For the sake of your friendship, I suggest you ask your roommate to have a sit-down talk with you and you sort out all of this. If you can both agree to come to terms do so. If you can, before the talk…write down all of the things you now realize you need addressed: Money/sleep-over guests/messes/food-etc and how this could be more fair of an arrangement.

@Kardamom Has a great list up there. It’s what I’ve seen work. Often when the roommate count goes above 2, a housekeeper is paid for by the group, or one person (the clean one) does the housekeeping, one person does the grocery shopping, while another does the cooking.

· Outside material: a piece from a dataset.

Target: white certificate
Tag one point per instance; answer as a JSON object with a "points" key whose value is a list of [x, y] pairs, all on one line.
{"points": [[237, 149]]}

I had a set of roommates that even designated that each day of the week was filled in on a calendar with bathroom and kitchen clean up duties.

BarnacleBill's avatar

Pick a time when you’re not upset, perhaps go out to dinner to keep it friendly, and review the arrangements so far. Ask if there is anything that you could be doing better, and then discuss the boyfriend situation exactly like you told us here. If you take the tact of not wanting to ruin your friendship, what’s the compromise options, will help get things resolved. Perhaps the answer is something you haven’t thought of yet. There are lots of options on how to resolve this; let your roommate come up with some solutions, too. You don’t have to start out adversarially.

Skaggfacemutt's avatar

You can talk to the housemate about your feelings, but since the rules weren’t laid down during the agreement, you are kind of at his mercy. If he would like to make you more comfortable, then he will try to stop the behavior that is bothering you. If not, then you have to either grin and bear it or make plans to move out as soon as it is feasible.

So many of the questions on this site tend to be people who want to know how to “make” someone else do something. Unless they are your minor children, you can’t make anyone do anything. You can talk, you can negotiate, but if that doesn’t work, the only one that you can control is yourself.